The paintings of Orissa can be divided into three categories from the point of view of the medium, i.e. paintings on cloth or 'Patta Chitra', paintings on walls or 'Bhitti Chitra', and palm leaf engravings or "Tala Patra Chitra' or "Pothi, Chitra'. The style of all these remains more or less the same at a specific time because the then artists were commissioned to work in all these media, it is believed. The painting the 'pattachitra' resembles the old murals of Odisha especially religious centres of Puri, Konark, and Bhubaneshwar region, dating back to the 5th century BC. The best work is found in and around Puri, especially in the village of Raghurajpur.

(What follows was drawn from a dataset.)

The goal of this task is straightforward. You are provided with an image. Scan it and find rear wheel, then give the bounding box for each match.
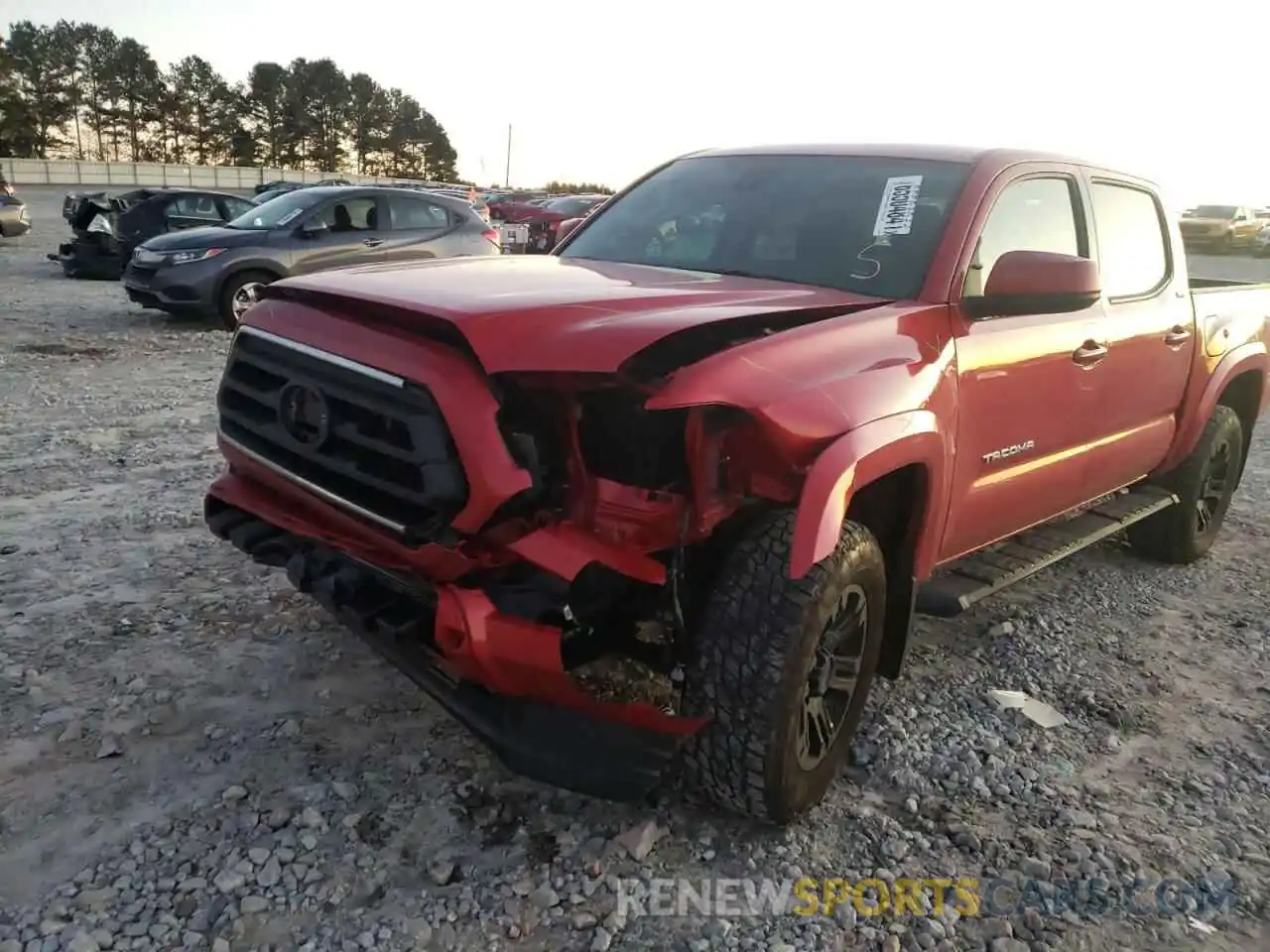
[1129,405,1243,565]
[218,272,274,330]
[684,513,886,824]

The ‘patta’ is prepared using cotton cloth, usually old saris, which are starch-free. They are arranged in layers, one on top of the other, each layer stuck to the other by a paste made with tamarind seeds. The seeds are soaked in water for 2-3 days and then ground to obtain a gummy paste called niryas kalpa. Kaitha, wood apple gum, is mixed into the tamarind paste and more layers of cloth are pasted together. When the desired thickness is achieved, the cloth is sun-dried. This forms the ‘patta’. Soft claystone, locally found in Orissa and used for stone carving and other architectural purposes, is also used in this process. It is ground into powder and mixed with the tamarind paste and then applied over the patta with a brush and dried. The surface of the patta is then rubbed with a rounded stone, seashell, or a piece of wood. The long patta then forms a roll, from which pieces are cut for the chitras.

The art of Pattachitra is exceptional, with its indigenous sourcing and application of materials. The colours used for painting pattachitra are entirely genuine. Kaitha gum and bilwa fruit are used as adhesives and mixed with natural powders.